Fully agree with the other comments, OpenOffice seems to be much more stable than LibreOffice, which has got me into permanent paranoia because of the constant crashing. Example conditional formatting in calc. In LibreOffice 3.6.1 it's not saved (the next time you open the doc, conditional formatting is gone) and in 3.6.2 RC, the document couldn't be opened anymore because it would crash every time when trying. OpenOffice - no problems! Great to have a big developer community, but they have to appreciate that if they want to be a true alternative to M$ Office, stability should be paramount, followed by speeeeed!!

Anonymous
I like LibreOffice

I've changed from OpenOffice to LibreOffice 3.6. Everything works fine for me. The filtering bug is solved and the performance of LibreOffice is faster. :)

Anonymous
Im afraid OpenOffice wins by K.O.

If you want to migrate to linux from windows you will probably want to convert a lot of material created with MicrosoftOffice to your new office suit. If you have word documents or power point presentations which have Windows Metafiles (.wmf) or 32-bit Enhanced Metafiles (.emf) libreoffice is not an option. It just doesn't read them properly. Even the latest LibreOffice suite only delivers unreadable empty boxes. In contrast, even old versions of OpenOffice can load these kind of images without problem. LibreOffice wont even read properly files which had already been converted to *.odp using OpenOffice.

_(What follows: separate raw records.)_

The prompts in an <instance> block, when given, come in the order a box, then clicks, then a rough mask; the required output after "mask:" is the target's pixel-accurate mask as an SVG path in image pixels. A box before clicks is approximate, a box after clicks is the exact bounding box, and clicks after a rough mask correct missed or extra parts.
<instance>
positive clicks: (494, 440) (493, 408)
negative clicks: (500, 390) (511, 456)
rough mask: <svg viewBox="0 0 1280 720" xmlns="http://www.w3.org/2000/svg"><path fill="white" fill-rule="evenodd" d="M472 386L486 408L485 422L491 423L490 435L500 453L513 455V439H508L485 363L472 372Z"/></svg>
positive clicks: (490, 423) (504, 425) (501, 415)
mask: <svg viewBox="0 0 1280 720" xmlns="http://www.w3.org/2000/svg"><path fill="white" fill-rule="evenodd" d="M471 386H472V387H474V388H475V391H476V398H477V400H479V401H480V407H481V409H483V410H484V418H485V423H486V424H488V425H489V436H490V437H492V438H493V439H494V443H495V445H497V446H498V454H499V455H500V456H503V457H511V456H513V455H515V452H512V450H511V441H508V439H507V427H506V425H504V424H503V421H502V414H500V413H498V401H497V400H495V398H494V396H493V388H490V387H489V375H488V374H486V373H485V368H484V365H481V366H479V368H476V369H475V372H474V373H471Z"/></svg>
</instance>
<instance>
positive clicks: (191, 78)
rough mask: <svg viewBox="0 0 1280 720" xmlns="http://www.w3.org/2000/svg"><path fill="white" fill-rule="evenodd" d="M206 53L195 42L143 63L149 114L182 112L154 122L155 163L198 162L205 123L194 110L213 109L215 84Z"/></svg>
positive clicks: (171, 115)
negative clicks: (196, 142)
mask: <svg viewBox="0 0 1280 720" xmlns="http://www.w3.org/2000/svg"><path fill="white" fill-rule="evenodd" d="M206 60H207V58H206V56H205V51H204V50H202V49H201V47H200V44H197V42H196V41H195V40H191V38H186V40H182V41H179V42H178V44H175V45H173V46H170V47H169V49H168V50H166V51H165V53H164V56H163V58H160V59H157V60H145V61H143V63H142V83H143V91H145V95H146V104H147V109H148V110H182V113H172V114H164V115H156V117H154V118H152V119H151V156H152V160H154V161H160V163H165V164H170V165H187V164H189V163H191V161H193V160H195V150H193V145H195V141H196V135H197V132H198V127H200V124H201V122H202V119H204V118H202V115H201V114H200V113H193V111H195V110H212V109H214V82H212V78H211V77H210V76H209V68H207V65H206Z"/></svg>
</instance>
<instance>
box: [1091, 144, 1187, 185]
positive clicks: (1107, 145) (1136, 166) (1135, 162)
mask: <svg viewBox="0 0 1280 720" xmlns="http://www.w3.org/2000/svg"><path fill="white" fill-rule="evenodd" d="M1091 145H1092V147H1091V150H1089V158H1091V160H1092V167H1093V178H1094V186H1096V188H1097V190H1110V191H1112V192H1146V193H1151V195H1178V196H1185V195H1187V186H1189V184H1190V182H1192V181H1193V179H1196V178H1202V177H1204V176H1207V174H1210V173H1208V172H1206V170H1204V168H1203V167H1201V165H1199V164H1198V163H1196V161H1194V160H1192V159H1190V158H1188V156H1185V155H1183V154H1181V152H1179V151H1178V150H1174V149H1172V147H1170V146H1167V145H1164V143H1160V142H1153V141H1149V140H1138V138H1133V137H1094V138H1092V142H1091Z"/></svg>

I had to uninstall Libreoffice and reinstall OpenOffice to be able to use the documents and presentations that were originally created with microsoft software.

Anonymous
Libreoffice 4.0/4.1 is buggy

For some time I have used libreoffice instead of openoffice but I've been forced to retake openoffice cause of libreoffice crash when changing for example fonts anti aliasing or DPI plus a problem of refreshing that I've found the on version 4.0 and getting worst in 4.1

Anonymous
Reliability issues

I've lost content while using OpenOffice Writer recently so looking at LibreOffice as an alternative.From the comments above, both products seem to have reliability issues.